North Texas families sue oil and gas drillers over contaminated water and fracking
Published 12:59 pm Thursday, November 26, 2015
- Workers tend to a well head during a hydraulic fracturing operation outside Rifle, in western Colorado. (AP Photo/Brennan Linsley, File)
GRAFORD, Texas (AP) – Two families in rural North Texas have sued oil and gas drilling companies, claiming hazardous chemicals from hydraulic fracturing seeped into their water wells.
Richard and Stella Singleton said their water well was fine until the summer of 2013, when Fairway Resources fracked an oil and gas well a few hundred yards from their house.
By December of that year, the Singletons said their water started to smell like rotten eggs, fumes filled their home and the water burned their skin.
Their neighbor’s water well house filled with methane and exploded, severely burning him, his father and daughter last year.

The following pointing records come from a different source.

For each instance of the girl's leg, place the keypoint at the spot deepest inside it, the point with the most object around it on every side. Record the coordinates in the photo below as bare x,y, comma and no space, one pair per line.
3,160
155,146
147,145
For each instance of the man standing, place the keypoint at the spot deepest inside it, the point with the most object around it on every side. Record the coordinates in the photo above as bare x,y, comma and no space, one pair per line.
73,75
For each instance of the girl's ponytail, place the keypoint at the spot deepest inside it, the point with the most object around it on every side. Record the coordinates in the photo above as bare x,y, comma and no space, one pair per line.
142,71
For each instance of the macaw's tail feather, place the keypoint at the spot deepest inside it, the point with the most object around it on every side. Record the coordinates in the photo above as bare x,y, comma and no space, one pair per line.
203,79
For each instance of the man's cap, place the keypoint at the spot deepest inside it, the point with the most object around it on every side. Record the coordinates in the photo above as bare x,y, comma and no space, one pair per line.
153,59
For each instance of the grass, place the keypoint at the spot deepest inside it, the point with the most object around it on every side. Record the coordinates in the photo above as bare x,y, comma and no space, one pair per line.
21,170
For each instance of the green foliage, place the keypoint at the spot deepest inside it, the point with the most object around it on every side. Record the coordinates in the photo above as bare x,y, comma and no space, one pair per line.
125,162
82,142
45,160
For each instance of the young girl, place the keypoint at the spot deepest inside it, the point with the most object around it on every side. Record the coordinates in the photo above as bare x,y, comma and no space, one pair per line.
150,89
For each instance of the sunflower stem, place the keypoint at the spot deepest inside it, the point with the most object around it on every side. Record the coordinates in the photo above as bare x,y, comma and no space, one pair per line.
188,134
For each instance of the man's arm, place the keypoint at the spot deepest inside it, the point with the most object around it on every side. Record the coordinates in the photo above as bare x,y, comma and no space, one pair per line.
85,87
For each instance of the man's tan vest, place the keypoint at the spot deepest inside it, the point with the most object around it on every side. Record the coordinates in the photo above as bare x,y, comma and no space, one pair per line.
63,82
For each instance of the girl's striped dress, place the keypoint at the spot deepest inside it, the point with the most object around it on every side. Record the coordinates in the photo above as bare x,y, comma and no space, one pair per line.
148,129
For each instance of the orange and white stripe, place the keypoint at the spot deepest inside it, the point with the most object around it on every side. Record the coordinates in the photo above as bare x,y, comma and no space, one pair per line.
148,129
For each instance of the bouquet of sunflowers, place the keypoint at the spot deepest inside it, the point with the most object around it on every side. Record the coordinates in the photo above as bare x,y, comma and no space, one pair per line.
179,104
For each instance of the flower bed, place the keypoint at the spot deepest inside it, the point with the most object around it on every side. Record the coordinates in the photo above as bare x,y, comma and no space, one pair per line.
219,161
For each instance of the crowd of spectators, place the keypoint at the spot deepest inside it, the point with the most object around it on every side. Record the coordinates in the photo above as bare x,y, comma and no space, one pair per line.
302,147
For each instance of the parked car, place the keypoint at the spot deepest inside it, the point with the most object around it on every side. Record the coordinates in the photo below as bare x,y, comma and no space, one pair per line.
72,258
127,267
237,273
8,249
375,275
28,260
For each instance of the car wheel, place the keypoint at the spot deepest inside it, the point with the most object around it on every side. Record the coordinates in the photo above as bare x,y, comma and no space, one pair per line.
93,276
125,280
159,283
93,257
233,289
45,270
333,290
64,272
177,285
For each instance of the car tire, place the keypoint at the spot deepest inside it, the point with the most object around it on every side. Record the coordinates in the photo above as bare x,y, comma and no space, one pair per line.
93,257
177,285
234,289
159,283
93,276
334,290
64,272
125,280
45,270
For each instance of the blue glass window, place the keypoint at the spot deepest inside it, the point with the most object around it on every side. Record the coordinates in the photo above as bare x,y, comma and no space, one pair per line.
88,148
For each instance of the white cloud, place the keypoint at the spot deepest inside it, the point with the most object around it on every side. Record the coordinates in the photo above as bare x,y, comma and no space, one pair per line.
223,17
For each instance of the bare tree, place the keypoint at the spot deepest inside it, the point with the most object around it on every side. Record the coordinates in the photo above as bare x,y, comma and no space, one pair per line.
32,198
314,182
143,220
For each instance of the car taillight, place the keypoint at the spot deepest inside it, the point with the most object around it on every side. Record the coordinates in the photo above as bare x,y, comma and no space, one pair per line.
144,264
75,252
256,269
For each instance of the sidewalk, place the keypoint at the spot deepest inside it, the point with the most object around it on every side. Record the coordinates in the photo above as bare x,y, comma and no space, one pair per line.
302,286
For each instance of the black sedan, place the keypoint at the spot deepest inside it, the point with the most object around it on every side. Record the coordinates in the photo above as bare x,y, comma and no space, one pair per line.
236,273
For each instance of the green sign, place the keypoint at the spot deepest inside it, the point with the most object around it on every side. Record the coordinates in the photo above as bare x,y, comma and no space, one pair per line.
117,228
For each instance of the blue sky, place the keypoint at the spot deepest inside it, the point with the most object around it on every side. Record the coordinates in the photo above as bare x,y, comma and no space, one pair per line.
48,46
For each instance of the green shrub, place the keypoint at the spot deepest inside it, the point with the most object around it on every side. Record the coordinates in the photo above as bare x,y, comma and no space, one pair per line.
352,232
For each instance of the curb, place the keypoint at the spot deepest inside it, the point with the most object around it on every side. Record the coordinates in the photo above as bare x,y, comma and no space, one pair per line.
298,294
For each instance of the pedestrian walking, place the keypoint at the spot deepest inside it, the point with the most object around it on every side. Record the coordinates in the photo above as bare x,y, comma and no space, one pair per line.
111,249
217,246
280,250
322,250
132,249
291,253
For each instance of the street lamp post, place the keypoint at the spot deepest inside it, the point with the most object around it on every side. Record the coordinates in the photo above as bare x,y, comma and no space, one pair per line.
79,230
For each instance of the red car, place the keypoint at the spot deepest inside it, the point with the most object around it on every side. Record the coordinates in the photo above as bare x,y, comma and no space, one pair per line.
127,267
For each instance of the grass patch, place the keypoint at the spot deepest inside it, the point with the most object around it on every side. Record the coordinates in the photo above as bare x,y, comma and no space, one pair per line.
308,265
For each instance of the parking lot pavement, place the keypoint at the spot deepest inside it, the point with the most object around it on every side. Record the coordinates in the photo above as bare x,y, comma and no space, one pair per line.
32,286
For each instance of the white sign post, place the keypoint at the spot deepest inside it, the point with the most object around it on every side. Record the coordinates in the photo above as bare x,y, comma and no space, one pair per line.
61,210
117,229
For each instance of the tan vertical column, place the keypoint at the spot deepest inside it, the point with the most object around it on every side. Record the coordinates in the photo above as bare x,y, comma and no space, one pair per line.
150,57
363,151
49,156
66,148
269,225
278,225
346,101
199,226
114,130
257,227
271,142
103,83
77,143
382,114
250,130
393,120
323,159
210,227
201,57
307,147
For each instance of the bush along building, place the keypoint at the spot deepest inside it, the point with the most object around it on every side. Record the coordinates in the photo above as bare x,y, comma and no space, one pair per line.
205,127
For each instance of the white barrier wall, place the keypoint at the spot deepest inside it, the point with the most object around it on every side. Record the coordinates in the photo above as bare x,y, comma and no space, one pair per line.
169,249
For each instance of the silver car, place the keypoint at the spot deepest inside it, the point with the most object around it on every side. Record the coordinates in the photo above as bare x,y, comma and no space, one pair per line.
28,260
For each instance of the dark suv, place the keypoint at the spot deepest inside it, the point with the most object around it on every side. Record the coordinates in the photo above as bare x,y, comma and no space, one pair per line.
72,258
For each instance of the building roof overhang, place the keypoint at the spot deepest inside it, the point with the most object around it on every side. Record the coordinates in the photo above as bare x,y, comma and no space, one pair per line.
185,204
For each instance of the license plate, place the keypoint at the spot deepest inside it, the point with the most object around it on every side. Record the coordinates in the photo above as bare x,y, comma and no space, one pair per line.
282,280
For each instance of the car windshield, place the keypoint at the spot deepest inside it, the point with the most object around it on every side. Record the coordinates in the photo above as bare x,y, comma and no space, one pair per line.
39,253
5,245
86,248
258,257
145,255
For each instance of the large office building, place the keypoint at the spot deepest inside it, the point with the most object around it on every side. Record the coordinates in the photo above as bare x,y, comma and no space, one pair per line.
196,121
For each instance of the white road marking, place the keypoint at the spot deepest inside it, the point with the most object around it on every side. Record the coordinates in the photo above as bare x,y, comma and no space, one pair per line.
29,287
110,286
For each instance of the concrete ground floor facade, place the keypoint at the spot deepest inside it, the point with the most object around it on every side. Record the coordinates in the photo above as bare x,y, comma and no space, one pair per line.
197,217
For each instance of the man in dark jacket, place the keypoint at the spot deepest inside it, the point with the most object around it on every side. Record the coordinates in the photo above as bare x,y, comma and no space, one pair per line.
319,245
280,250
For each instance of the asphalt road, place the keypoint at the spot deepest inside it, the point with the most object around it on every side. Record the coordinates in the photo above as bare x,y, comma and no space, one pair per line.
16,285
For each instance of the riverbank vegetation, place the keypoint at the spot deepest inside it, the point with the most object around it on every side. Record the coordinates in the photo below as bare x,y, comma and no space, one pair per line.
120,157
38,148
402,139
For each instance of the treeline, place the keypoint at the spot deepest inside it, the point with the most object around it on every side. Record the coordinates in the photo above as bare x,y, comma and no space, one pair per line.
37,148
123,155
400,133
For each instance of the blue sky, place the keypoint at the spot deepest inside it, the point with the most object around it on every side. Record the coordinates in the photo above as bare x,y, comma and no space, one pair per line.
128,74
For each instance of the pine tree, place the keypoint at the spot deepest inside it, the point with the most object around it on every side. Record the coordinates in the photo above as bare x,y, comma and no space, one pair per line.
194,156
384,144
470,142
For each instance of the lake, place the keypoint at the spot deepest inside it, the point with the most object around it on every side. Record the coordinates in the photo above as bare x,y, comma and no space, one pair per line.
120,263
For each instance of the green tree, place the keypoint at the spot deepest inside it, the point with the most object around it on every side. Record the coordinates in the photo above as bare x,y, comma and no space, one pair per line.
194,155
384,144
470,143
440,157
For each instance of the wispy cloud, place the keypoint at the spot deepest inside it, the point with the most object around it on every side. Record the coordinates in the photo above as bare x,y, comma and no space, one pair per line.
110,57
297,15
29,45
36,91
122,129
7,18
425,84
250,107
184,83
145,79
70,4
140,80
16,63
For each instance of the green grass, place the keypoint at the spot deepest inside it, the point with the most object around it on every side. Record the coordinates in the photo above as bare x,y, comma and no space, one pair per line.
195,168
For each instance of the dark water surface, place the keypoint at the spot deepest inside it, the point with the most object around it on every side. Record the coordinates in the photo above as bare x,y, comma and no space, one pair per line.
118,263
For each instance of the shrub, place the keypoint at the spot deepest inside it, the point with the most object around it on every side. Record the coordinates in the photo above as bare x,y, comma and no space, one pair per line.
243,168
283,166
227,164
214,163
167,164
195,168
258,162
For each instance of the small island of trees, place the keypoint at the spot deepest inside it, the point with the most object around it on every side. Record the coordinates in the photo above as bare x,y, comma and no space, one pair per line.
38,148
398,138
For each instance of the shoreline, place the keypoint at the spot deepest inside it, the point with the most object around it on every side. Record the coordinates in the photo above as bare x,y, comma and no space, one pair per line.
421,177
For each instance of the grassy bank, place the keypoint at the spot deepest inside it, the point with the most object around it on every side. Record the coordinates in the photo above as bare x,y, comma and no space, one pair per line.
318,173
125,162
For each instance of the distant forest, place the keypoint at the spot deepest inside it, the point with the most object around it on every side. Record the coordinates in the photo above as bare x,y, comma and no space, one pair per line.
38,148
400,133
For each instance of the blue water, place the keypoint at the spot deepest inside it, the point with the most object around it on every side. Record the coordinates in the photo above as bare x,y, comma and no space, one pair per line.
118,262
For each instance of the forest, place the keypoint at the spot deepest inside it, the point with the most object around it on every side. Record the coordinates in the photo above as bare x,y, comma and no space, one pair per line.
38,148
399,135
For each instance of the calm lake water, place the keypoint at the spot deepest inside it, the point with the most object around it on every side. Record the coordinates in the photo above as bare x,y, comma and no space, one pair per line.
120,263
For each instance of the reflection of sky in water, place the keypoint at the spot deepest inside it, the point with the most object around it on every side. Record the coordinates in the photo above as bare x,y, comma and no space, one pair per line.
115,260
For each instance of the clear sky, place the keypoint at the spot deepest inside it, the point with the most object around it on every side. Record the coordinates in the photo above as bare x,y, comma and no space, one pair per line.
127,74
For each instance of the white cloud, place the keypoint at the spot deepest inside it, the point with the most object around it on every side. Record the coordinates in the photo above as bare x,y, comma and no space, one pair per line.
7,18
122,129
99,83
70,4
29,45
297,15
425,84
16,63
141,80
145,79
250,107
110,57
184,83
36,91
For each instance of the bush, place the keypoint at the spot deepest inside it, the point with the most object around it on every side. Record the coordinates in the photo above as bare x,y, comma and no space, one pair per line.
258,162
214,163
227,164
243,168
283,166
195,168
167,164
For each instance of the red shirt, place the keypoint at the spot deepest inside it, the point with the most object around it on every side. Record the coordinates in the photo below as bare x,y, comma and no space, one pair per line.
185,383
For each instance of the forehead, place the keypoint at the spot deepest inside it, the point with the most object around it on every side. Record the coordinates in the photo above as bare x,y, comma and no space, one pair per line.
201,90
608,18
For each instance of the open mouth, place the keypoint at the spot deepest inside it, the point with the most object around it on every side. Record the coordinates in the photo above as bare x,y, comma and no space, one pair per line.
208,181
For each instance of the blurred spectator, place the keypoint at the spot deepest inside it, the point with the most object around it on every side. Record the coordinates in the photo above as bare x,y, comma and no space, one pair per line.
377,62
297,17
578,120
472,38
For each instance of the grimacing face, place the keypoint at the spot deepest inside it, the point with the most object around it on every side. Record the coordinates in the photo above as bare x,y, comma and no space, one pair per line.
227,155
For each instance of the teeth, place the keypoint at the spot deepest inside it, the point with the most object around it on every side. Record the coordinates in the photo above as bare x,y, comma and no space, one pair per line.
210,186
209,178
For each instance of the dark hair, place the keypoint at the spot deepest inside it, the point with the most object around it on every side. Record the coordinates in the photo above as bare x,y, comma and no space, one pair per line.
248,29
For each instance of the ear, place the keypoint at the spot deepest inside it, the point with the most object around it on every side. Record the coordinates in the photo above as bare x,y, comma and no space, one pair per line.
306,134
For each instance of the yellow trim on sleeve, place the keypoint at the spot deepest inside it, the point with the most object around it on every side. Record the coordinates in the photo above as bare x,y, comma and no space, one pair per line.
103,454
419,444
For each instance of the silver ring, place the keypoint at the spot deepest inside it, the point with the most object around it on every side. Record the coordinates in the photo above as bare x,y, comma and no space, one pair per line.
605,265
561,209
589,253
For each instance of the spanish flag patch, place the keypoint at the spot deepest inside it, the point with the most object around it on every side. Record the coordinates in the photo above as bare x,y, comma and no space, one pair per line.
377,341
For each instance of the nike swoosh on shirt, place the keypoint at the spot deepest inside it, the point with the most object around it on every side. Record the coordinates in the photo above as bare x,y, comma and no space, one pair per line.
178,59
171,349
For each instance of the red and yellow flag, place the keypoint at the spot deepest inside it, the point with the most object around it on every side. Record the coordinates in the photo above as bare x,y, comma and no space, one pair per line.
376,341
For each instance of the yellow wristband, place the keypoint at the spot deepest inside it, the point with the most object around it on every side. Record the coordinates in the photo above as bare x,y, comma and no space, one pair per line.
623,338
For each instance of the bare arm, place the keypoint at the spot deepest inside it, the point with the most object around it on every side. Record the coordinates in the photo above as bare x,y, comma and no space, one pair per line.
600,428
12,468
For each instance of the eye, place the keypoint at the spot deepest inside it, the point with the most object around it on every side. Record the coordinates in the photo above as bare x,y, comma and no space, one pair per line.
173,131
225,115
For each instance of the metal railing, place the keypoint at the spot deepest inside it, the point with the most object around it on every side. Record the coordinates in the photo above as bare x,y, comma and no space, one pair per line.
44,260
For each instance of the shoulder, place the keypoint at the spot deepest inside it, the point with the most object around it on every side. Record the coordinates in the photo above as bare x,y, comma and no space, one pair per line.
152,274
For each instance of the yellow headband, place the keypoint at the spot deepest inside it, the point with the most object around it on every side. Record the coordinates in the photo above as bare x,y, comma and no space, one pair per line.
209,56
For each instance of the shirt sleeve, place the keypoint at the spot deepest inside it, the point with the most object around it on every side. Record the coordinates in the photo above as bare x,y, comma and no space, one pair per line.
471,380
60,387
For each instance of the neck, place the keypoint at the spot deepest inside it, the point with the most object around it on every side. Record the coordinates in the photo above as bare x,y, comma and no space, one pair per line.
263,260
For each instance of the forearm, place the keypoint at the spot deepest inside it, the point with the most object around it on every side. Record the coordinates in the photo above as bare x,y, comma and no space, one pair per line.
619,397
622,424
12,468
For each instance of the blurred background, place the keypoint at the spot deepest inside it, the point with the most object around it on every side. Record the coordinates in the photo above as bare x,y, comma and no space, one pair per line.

The neighbor, Cody Murray, is also suing.
The state’s oil and gas regulator, the Texas Railroad Commission, said in a report that the Singletons’ well water contained chemicals including excessive levels of methane and cancer-causing benzene that may pose “adverse health effects” and an “explosion hazard.”
The agency attributed the contamination to a “natural occurrence in the groundwater” and recommended the family vent its water well, WFAA-TV reported.
There were no baseline water tests to prove the chemicals did not already exist.
However, a study published by University of Texas at Arlington scientists earlier this year inferred a link between water well contamination and hydraulic fracturing in the Barnett Shale, the massive natural gas field beneath North Texas.
UTA scientists said water samples throughout the Barnett Shale showed elevated levels of toxic chemicals.
“Based on these results, something has gone horribly wrong here,” Dr. Zacariah L. Hildenbrand, one of the UTA-affiliated scientists reviewing the Singletons’ water well, told the TV station.
The Railroad Commission said its investigations into the two cases of contamination are ongoing.
“These incredibly unnatural events, from methane spewing out of a shower, to methane exploding in a fireball from a water well, don’t match ‘naturally occurring,’ ” said Christopher Hamilton, a lawyer representing both families.